BALANCING GAME IN THE (INDO)ASIA-PACIFIC: FROM ‘THUCYDIDES TRAP’ TO MULTIPLE DISCOURSES?
Author: A.S.M. Tarek Hassan Semul
DOI Link: https://www.doi.org/10.56888/BIISSj2018v39n3a5
ABSTRACT
The (re)emergence of China and the relative decline of the power of the United States (US) as the unipolar super power has shifted the geostrategic centre of gravity towards the Asia-Pacific region, also known in its extended form as Indo-Pacific region. Multiple new and frozen flashpoints have emerged in this region as China is increasingly seeking to tilt the power balance in its favour and the US is growing doubtful and impatient regarding the Chinese intentions. To mitigate the China threat, the US has already rebalanced its foreign policy under the Obama administration from the Middle East to the Pacific and current President Trump has extended the geographical reach of his new grand strategy of Free and Open Indo-Pacific to bring the Indian Ocean into play.
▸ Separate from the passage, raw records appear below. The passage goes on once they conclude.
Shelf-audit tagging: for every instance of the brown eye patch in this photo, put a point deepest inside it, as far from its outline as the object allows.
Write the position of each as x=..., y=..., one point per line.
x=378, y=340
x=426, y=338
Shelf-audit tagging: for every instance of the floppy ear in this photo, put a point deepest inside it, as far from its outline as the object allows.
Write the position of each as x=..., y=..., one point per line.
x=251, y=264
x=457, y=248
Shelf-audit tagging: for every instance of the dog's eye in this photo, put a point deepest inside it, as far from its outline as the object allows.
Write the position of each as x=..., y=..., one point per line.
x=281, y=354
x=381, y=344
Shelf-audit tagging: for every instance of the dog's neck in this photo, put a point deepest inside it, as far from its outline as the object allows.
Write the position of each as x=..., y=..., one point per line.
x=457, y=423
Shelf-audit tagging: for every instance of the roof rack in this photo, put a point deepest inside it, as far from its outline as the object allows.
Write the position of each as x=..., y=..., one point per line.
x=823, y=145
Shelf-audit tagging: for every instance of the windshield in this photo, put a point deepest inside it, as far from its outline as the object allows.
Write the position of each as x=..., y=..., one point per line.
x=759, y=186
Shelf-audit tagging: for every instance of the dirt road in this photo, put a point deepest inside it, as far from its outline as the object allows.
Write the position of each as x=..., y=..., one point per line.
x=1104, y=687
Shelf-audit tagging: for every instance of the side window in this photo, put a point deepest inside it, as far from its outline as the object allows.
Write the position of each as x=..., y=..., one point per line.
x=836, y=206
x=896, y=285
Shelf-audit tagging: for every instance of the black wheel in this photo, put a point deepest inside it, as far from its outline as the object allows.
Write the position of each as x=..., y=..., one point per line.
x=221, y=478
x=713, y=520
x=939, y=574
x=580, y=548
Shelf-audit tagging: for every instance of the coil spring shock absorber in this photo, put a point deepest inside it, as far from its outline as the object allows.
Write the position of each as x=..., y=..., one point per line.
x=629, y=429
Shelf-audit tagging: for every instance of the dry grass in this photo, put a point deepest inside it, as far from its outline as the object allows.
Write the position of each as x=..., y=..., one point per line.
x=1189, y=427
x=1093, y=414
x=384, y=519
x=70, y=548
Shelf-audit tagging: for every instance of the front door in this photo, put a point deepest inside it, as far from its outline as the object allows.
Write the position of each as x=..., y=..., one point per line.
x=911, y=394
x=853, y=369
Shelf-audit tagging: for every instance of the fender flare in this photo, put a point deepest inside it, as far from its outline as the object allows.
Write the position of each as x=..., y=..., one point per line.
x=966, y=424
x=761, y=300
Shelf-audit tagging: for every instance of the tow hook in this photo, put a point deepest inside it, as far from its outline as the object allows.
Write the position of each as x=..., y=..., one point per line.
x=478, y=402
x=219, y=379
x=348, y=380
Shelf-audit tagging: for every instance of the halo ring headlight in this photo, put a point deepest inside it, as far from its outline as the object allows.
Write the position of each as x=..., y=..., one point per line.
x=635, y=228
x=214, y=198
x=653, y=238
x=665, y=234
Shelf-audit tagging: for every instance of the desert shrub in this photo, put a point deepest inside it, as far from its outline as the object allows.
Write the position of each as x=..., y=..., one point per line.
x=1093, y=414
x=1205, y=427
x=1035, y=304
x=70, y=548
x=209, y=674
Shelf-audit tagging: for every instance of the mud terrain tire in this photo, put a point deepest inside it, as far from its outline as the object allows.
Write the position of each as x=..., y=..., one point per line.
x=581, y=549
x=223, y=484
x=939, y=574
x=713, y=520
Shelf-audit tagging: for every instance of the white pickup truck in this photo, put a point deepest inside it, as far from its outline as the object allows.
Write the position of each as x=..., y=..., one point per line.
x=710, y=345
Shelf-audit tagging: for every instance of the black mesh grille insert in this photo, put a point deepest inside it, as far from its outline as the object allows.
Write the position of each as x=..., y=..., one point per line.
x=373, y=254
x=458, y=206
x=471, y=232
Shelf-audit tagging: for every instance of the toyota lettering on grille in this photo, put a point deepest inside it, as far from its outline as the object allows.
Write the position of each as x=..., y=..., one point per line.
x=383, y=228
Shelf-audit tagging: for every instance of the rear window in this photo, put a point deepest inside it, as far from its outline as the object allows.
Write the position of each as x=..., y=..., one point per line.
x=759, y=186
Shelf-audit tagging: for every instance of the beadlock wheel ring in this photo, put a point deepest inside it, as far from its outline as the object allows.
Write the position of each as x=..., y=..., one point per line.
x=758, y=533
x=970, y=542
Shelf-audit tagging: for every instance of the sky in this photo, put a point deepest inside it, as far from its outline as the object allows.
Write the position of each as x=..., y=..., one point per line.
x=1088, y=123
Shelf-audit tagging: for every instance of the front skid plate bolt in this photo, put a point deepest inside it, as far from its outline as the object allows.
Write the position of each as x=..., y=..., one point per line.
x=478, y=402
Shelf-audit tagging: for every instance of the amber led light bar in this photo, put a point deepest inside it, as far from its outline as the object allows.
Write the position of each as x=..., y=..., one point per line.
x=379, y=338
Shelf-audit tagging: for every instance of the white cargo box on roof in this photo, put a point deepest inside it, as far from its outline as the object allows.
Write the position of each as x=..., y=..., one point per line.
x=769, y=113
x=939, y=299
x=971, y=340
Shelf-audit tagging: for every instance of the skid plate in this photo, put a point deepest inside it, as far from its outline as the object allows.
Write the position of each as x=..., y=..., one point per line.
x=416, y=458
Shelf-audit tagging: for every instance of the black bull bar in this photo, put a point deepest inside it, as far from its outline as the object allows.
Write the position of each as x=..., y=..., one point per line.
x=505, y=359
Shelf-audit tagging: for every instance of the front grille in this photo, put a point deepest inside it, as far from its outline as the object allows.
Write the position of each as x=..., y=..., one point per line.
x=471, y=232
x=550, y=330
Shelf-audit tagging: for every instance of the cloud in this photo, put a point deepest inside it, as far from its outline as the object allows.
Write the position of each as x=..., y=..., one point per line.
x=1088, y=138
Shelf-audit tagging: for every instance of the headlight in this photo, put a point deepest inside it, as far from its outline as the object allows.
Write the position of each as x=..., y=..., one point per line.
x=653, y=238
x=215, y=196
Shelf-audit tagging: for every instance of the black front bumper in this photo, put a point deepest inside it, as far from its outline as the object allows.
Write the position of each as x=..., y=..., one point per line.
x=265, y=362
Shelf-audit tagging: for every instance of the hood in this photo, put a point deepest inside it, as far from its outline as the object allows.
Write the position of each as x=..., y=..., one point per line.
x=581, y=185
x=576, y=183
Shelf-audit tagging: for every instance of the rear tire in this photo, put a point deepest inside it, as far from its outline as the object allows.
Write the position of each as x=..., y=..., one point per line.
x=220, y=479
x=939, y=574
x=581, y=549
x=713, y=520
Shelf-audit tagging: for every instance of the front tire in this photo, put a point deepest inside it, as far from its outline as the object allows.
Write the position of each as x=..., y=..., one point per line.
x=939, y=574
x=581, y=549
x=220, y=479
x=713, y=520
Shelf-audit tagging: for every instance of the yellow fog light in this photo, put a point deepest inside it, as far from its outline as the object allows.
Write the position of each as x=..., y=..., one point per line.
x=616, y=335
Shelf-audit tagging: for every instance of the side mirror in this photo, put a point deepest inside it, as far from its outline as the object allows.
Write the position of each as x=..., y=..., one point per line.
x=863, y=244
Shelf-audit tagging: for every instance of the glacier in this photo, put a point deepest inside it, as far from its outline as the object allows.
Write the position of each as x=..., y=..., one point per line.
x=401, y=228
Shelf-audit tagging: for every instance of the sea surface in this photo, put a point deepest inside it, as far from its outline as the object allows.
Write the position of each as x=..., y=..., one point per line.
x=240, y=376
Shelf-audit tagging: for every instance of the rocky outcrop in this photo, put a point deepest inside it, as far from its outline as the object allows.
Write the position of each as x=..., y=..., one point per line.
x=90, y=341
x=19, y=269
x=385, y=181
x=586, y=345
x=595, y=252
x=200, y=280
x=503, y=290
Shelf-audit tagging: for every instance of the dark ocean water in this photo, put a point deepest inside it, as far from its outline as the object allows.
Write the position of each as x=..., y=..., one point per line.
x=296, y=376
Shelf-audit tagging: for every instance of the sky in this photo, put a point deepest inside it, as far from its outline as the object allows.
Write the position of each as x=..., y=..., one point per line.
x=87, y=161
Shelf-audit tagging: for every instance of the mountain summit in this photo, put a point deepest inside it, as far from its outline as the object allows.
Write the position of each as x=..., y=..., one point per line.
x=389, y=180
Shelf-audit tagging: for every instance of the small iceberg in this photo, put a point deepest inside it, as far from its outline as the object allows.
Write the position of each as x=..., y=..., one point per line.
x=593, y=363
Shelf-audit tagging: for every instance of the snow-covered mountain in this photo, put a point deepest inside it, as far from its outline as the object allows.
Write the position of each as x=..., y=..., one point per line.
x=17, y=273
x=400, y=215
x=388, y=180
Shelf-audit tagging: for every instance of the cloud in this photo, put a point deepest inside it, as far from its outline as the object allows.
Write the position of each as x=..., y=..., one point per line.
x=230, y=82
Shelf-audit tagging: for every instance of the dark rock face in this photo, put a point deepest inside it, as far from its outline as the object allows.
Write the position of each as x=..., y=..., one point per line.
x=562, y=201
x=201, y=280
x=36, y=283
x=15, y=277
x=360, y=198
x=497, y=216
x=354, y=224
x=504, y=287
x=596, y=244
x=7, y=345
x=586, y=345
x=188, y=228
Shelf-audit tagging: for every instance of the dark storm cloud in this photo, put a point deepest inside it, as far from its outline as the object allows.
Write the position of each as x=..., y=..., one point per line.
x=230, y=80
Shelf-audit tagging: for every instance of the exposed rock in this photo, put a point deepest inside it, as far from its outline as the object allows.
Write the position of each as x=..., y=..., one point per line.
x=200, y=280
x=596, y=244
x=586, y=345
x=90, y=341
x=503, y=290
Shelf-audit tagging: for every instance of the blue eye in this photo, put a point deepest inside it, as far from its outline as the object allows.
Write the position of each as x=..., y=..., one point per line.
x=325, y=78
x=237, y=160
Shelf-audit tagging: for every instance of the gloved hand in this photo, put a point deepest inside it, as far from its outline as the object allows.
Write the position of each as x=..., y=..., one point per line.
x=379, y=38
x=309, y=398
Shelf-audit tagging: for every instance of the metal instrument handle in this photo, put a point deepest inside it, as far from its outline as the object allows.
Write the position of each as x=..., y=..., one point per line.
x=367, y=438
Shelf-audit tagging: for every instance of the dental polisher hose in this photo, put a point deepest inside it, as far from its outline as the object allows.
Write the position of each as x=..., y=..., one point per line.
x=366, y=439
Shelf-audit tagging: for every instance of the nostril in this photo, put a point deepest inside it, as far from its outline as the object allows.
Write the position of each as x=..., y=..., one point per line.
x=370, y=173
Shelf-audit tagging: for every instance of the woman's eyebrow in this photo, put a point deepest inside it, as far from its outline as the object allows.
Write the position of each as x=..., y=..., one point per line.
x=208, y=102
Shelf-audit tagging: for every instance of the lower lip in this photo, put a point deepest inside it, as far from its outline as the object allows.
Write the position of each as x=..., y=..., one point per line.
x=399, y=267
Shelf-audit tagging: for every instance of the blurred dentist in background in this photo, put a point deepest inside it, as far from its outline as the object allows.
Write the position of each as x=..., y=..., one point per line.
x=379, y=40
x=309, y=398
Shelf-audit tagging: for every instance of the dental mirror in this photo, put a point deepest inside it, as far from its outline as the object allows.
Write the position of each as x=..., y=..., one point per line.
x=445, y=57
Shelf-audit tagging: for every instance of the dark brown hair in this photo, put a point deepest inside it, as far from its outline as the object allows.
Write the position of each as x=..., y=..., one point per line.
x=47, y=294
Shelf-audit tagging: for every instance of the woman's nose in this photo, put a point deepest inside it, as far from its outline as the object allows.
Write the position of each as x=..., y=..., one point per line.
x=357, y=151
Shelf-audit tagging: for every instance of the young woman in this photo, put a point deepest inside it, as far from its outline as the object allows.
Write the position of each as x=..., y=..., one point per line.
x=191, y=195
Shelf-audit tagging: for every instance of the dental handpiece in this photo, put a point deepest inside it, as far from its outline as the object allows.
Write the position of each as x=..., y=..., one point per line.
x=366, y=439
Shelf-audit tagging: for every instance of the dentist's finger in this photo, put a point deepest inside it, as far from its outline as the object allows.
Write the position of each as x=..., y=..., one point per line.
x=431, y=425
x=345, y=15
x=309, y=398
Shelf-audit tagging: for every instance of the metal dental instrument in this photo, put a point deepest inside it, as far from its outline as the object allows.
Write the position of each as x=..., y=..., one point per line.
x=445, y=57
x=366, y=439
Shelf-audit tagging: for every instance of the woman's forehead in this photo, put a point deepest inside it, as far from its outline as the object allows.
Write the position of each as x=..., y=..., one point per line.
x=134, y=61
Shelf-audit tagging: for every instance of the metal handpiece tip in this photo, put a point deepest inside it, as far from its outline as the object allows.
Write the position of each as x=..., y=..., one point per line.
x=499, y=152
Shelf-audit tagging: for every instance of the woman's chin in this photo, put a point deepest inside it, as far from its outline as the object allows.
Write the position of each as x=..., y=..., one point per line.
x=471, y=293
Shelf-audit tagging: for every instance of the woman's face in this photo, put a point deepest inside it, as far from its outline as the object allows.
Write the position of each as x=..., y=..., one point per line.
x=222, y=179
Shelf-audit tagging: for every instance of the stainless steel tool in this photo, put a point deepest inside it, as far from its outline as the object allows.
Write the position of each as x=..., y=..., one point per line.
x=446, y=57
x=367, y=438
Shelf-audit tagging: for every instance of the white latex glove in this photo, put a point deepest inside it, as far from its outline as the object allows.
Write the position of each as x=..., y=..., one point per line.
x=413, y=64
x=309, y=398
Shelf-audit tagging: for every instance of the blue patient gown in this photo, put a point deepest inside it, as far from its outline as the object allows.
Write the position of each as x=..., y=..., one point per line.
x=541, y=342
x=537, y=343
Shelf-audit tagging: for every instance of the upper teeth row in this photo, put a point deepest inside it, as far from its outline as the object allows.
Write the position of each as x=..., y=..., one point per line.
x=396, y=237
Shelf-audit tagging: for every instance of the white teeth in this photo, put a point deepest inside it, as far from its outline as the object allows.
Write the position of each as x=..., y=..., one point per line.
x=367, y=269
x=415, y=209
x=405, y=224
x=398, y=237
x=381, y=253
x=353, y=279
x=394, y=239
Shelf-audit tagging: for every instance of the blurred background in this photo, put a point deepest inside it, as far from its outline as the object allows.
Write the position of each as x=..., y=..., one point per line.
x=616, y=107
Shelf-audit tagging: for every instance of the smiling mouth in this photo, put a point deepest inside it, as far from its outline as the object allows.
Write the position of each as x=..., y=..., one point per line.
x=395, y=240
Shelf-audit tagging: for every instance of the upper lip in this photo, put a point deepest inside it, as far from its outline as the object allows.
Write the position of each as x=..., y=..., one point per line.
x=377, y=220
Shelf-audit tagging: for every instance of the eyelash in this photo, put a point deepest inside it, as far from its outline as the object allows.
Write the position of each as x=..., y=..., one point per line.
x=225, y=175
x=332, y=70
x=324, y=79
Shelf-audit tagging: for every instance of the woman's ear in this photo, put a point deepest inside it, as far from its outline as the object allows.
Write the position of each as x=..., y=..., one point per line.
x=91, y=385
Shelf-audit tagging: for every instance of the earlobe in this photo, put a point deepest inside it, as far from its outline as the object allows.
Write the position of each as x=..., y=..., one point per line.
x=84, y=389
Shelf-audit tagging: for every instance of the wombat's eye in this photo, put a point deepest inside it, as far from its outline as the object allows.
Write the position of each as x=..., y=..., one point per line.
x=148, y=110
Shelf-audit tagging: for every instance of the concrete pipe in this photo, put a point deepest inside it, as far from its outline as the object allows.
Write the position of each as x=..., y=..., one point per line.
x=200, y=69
One of the most predominant discourses that tries to explain this emerging great power relation and power transition is the ‘Thucydides Trap’. This discourse maintains a binary understanding that in a bipolar setting, the rise and decline of great powers make war inevitable. However, this oversimplified assumption may lead to a limited understanding of a region which has emerged with the support of the liberal order and slowly replacing the West as the epicentre of economic progress. This paper argues that there are ‘other discourses’ where middle and smaller regional powers not necessarily stranded between great power rivalry, rather they renegotiate the order in the (Indo)Asia-Pacific region to create multipolarity. On the contrary, the interdependence of the US and China in a globalized world compels the great powers to find ways to keep peace in the troubled waters of the Indo-Pacific. To find out to what extent all these discourses are intertwined and influence each other is another objective of this paper.